ARP High-level Overview And Why This Attack is Possible
Most networks are Ethernet networks using TCP/IP for communications. IP is often viewed as the sole means of routing a packet, but once an IP packet comes into an Ethernet Local Area Network (LAN), it must be converted into a packet that Ethernet can understand. Ethernet was built to support protocols other than just TCP/IP and therefore does not rely on IP addresses to deliver packets. When an Ethernet device delivers an IP packet to a network segment, the packet is encapsulated into an Ethernet frame for local handling and uses the network card’s hardware address when transmitting packets between systems. This hardware address is referred to as the Media Access Control (MAC) address (written as 6-byte hex strings such as 00:0A:CC:A3:38:D3), which are unique in their identification of a particular piece of equipment.
When an Ethernet interface receives a packet, it looks at the MAC address to see if the packet is destined for it. If so, it picks it up off the wire and passes it up the operating system (OS) layers to be further processed. When sending an IP packet, Ethernet uses the Address Resolution Protocol (ARP) to resolve IP addresses into hardware MAC addresses. Once the destination’s MAC address is determined, the IP Packet can be encapsulated into an Ethernet frame and transmitted to the destination host.
Systems accept something called a “gratuitous ARP”, which allows other systems to identify their MAC/IP address without being asked. In an ARP spoofing attack, the attacking system sends a gratuitous ARP to each communication end point and to trick the end points into communicating through the attacker.
Ettercap is a comprehensive suite for MitM techniques, and ARP Cache Poisoning is just one of its many features.

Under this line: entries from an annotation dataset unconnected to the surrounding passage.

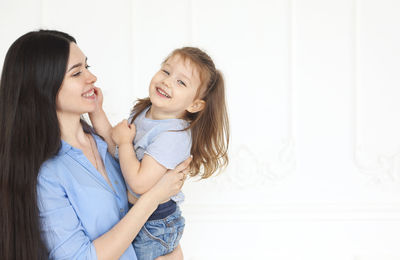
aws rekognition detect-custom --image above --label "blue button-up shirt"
[37,135,136,259]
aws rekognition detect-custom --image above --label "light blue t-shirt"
[37,135,136,259]
[128,107,192,203]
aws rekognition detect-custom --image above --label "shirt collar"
[58,134,108,159]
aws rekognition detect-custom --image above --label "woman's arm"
[89,87,115,156]
[93,158,191,259]
[37,156,191,259]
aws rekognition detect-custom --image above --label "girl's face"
[149,55,204,119]
[56,43,97,115]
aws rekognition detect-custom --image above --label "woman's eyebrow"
[68,57,87,72]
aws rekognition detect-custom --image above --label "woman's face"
[56,43,97,115]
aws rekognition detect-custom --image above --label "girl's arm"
[93,158,191,259]
[112,120,168,194]
[89,87,115,156]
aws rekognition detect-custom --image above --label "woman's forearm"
[93,191,159,259]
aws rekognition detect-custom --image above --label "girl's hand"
[90,87,103,114]
[146,157,192,203]
[111,119,136,146]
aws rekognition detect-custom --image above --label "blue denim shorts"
[132,206,185,260]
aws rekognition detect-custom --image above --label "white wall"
[0,0,400,260]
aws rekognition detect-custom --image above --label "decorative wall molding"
[202,139,296,190]
[354,145,400,185]
[182,203,400,222]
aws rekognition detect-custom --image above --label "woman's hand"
[111,119,136,146]
[146,157,192,203]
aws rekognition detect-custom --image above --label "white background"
[0,0,400,260]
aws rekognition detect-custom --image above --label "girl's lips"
[156,87,171,98]
[82,88,96,99]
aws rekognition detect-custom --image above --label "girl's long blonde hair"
[132,47,229,179]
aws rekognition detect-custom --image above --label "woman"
[0,31,190,259]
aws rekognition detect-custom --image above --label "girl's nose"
[163,77,172,87]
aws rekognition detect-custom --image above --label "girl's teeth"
[157,88,170,98]
[83,90,94,97]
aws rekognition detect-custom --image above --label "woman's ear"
[186,99,206,113]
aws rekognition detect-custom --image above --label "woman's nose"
[163,77,172,87]
[87,70,97,84]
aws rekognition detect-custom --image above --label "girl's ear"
[186,99,206,113]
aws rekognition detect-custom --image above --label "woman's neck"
[57,113,88,148]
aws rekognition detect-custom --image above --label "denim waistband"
[148,200,176,220]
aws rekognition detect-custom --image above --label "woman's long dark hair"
[0,30,75,259]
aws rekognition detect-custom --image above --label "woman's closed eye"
[72,64,90,77]
[178,79,186,87]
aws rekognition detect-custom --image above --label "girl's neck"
[146,105,182,120]
[57,112,88,148]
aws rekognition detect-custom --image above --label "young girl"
[90,47,229,260]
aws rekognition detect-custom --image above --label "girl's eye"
[178,79,186,87]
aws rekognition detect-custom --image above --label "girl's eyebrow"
[68,57,87,72]
[164,62,191,83]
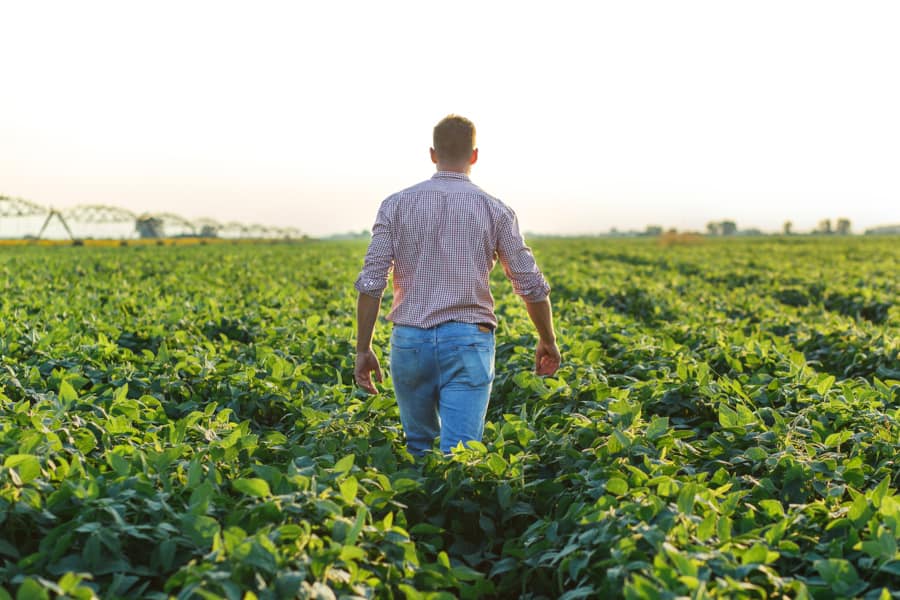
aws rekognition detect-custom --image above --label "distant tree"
[134,217,163,238]
[719,221,737,235]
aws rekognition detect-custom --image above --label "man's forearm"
[356,293,381,352]
[525,298,556,344]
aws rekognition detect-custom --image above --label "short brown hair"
[434,115,475,162]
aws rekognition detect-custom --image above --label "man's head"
[431,115,478,173]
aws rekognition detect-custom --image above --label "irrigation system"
[0,196,303,240]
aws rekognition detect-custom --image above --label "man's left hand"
[353,349,381,394]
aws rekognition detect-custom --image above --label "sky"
[0,0,900,236]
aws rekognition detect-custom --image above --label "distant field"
[0,237,900,600]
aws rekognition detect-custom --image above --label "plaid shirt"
[356,171,550,328]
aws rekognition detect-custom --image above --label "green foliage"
[0,238,900,600]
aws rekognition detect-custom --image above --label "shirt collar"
[431,171,469,181]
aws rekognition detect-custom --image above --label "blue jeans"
[391,321,494,456]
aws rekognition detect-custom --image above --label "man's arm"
[525,297,562,375]
[497,210,562,375]
[353,293,381,394]
[353,198,394,394]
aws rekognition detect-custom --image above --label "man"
[354,115,560,456]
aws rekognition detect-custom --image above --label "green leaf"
[678,483,697,515]
[340,475,359,504]
[16,577,50,600]
[331,454,356,473]
[816,375,835,396]
[606,477,628,496]
[644,417,669,440]
[3,454,41,485]
[231,477,272,498]
[59,379,78,403]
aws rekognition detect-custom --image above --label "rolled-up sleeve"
[354,200,394,298]
[497,210,550,302]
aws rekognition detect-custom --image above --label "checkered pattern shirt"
[356,171,550,328]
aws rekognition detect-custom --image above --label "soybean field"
[0,236,900,600]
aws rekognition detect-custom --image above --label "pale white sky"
[0,0,900,235]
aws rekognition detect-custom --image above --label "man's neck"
[437,163,472,175]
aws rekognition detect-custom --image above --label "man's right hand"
[534,341,562,375]
[353,350,381,394]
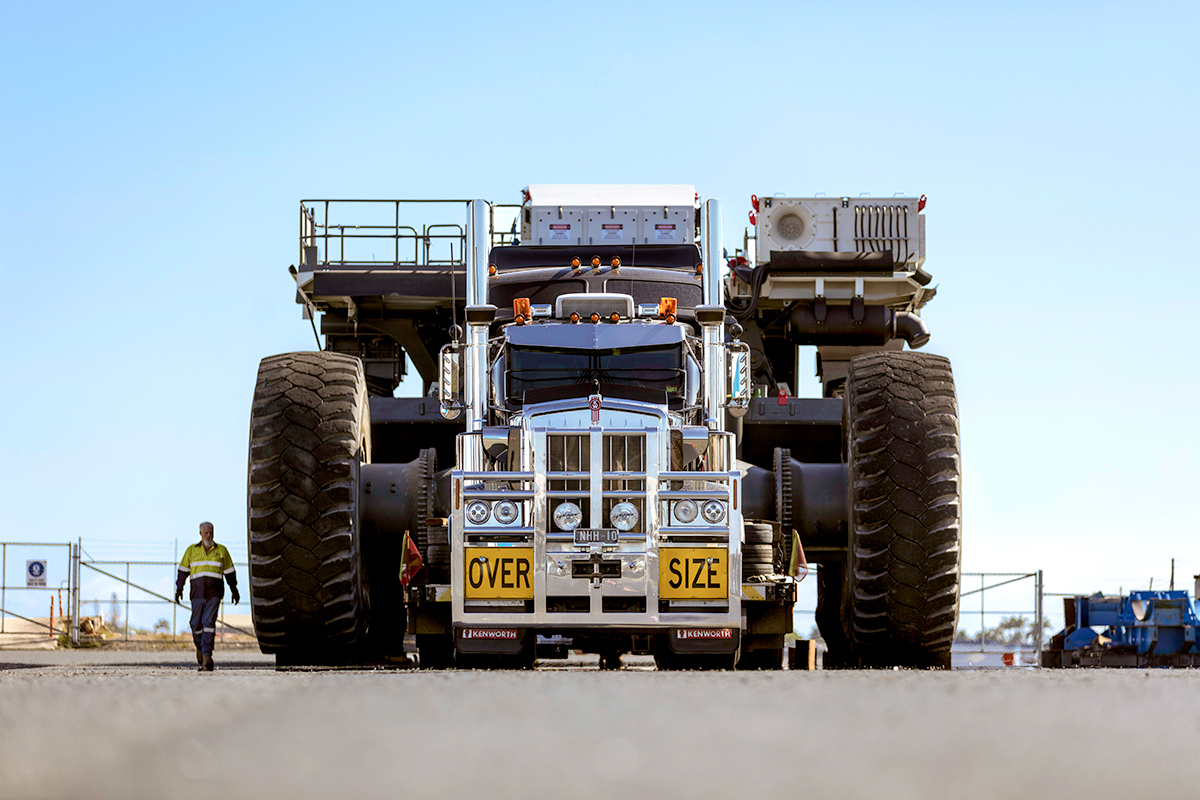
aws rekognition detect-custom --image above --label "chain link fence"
[0,542,257,648]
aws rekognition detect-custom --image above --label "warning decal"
[600,222,625,241]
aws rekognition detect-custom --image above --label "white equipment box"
[521,184,696,245]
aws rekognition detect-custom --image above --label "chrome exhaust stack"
[696,200,728,431]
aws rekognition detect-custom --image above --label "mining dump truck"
[248,186,961,669]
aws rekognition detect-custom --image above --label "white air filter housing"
[758,198,816,251]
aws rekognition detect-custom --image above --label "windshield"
[508,343,684,405]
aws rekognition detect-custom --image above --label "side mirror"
[438,342,463,420]
[726,342,751,416]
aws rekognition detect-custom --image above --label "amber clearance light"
[512,297,533,325]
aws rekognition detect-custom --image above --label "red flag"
[400,530,425,587]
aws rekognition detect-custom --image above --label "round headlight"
[674,500,700,525]
[554,501,583,530]
[701,500,725,525]
[608,503,638,530]
[492,500,517,525]
[467,500,492,525]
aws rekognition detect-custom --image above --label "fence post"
[979,573,988,652]
[70,545,79,646]
[125,561,130,642]
[1033,570,1044,667]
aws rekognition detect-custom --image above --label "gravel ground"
[0,651,1200,800]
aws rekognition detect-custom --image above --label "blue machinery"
[1042,590,1200,667]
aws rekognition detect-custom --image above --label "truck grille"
[546,433,646,533]
[546,433,593,531]
[604,433,646,534]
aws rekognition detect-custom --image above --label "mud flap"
[667,627,742,655]
[454,627,533,656]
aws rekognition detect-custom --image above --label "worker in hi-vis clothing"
[175,522,241,672]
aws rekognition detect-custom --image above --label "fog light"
[554,501,583,530]
[608,503,638,530]
[492,500,517,525]
[674,500,700,525]
[701,500,725,525]
[467,500,492,525]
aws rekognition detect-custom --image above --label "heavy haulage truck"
[248,186,961,669]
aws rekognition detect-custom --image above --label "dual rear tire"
[840,351,961,668]
[247,353,371,664]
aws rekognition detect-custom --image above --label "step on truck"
[248,186,961,669]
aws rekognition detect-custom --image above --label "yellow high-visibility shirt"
[179,542,238,587]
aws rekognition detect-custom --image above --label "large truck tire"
[845,351,961,668]
[247,353,371,664]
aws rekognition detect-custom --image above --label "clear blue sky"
[0,2,1200,590]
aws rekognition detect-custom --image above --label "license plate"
[575,528,619,545]
[463,547,533,600]
[659,547,730,600]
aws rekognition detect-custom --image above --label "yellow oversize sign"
[659,547,730,600]
[463,547,533,600]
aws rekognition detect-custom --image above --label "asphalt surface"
[0,651,1200,800]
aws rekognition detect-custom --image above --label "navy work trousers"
[192,597,221,656]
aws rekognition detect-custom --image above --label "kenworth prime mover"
[248,186,961,669]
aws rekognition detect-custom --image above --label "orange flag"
[400,530,425,587]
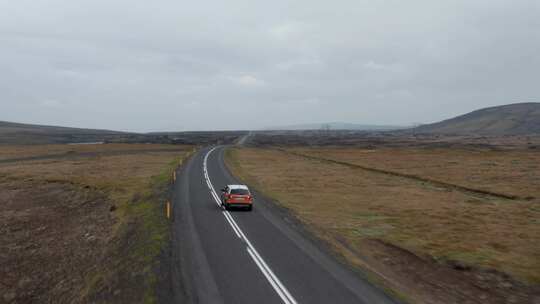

For this attack, I will be poisoning the ARP Cache of my Windows 7 machine and a webserver that the Windows 7 machine is communicating with. Here is a visual of the initial conditions:
To start the attack, my Ettercap command is:
root@kali:~# ettercap -TqM arp:remote /192.168.0.5/ /192.168.0.130/
This sends a gratuitous ARP to the victim and the web server, making them believe the attacker’s MAC address is the hardware address of the machine they are actually trying to communicate with. The traffic gets forwarded through Ettercap to the victim, so the victim has no indication that anything is wrong. If the victim visits a site that uses SSL, the victim will receive a certificate error (but may just click through it). As an attacker, you can just sit back and wait for interesting traffic to go through. In this scenario, when my victim visits the webserver and authenticates to the site, Ettercap captures the following:
HTTP : 192.168.0.5:80 -> USER: jake PASS: password INFO: http://192.168.0.5/DVWA-1.0.8/login.php
You can also write custom filters with Ettercap that allow you to do some manipulation of the client traffic, which leads to cooler attacks.